J'en reviendrai (lettres, permissions, et retour à la vie civile)

 

 

 

 

 

Petit encrier français

Les lettres étaient souvent  le seul lien qui les rattachait à leur vie d’avant et à ce qui restait d’humain en eux.
Dans celles qui échappaient à la censure:

"On y sent la terre lourde et sale, on y entend les obus qui hurlent, on y voit les regards qui s’éteignent." (Général André Bach, le Figaro 2006)

 

"Correspondance dans les ruines de Massiges"

 

 

 

 

 

 

 

"A la Main de Massiges",  soldat en train d'écrire

 

 

 

 

 

 

 

 

 

Petit crayon à papier (non exhumé de la craie)

 

Chaque trace au crayon à papier sur une feuille tâchée, écrite sous la pluie du fond d’une tranchée ou  la veille d’une attaque, forment les mots d’une histoire qui parfois ne verra plus la vie.


"Maintenant qu’il avait sa lettre dans sa poche, il n’était plus pressé de la lire, il ne voulait pas dépenser toute sa joie d’un seul coup. Il la goûterait à petits mots, lentement, couché dans un trou, et il s’endormirait avec leur douceur dans l’esprit." 

(Roland Dorgelès, Les croix de bois, 1919)

 

 

"Distribution de courrier secteur de Massiges, 1917"

 

 

 

 

 

 

Petit encrier allemand

Ceux qui sont rentrés se sont murés dans le silence,  acceptant de ne plus être compris de ceux dont ils gardaient la vie et les foyers et à qui ils ne ressemblaient plus qu’à peine.

Leurs écrits subsistent…en ligne sur le site.

 

 

 

Artilleur anonyme 

 

"Les mois et les années peuvent venir.

Ils ne me prendront plus rien.
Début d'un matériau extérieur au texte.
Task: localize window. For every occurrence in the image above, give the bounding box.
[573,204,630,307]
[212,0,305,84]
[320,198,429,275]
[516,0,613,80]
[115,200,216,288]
Ils ne peuvent plus rien me prendre.

Je suis si seul et si dénué d’espérance que je peux les accueillir sans crainte."

(Erich Maria  Remarque, à l’Ouest, rien de nouveau, 1928)


Combien ont raté leur retour à la vie civile,  stigmates vivants d’une guerre que ceux de l’arrière  cherchaient à oublier ?
Eux étaient revenus : de quoi pouvaient-ils se plaindre ?

Incapables  de mettre en mots leurs douleurs, ils les ont gardées au plus profond de leurs âmes en espérant vainement qu’elles s’éclipsent à jamais.
Eux étaient allés trop loin, bien au-delà de ce dont le corps peut se souvenir.
Ils  étaient devenus étrangers à leur propre histoire, à leur famille et à leur vie.

Ce sentiment d’incompréhension entre les combattants et les civils, de nombreux poilus en ont fait l’amère expérience lors de leurs rares permissions.

 

"Rien de changé dans le centre. Les théâtres et les cinémas regorgent de monde.

Cette fois le baromètre du civil était descendu à l’orage et l’on entendait assez fréquemment :
"Oui mais qu’est-ce que vous fichez donc là-bas ? Vous ne pouvez pas les mettre dehors ? "
Cette belle innocence du civil fâchait le poilu et au retour c’était un aliment aux conversations dans les cagnas et un prétexte pour maudire de plus en plus les gens de l’intérieur.

(Théodore Devaux, Champagne, en permission du 17 au 25 avril 1915)


"Lorsque je racontais la grande pitié du front, le martyre des villages, la détresse des champs, beaucoup m’écoutaient sans me comprendre, et tous ne me croyaient pas ; car parmi les réalités que l’imagination n’atteint pas, il faut nommer la guerre."

(Joseph Raymond, Froc et épée, 1919)

 

 

Images fantômes sur un fragment de pellicule photo

 

 

"Qui saura jamais les mille actions éparpillées d'une telle bataille, la multitude anonyme des héroiques et des vaillants ? " (Soldat de la 2ème Armée)

"L’arrière, n’imaginait guère les combattants qu’à travers un écran de papier imprimé, répandant et fomentant des légendes immondes, et peut-être nécessaires, de « poilus » perpétuellement insouciants et rigolards, de grands chefs humains, prévoyants, géniaux.

Ce qu’étaient impuissants à dire les récits des permissionnaires, à montrer les membres fraichement torturés des blessés, ce qui restait enclos dans les yeux fous des hommes boueux échappés de leur coin d’enfer, le vent de la mort ne pouvait pas davantage le faire entendre."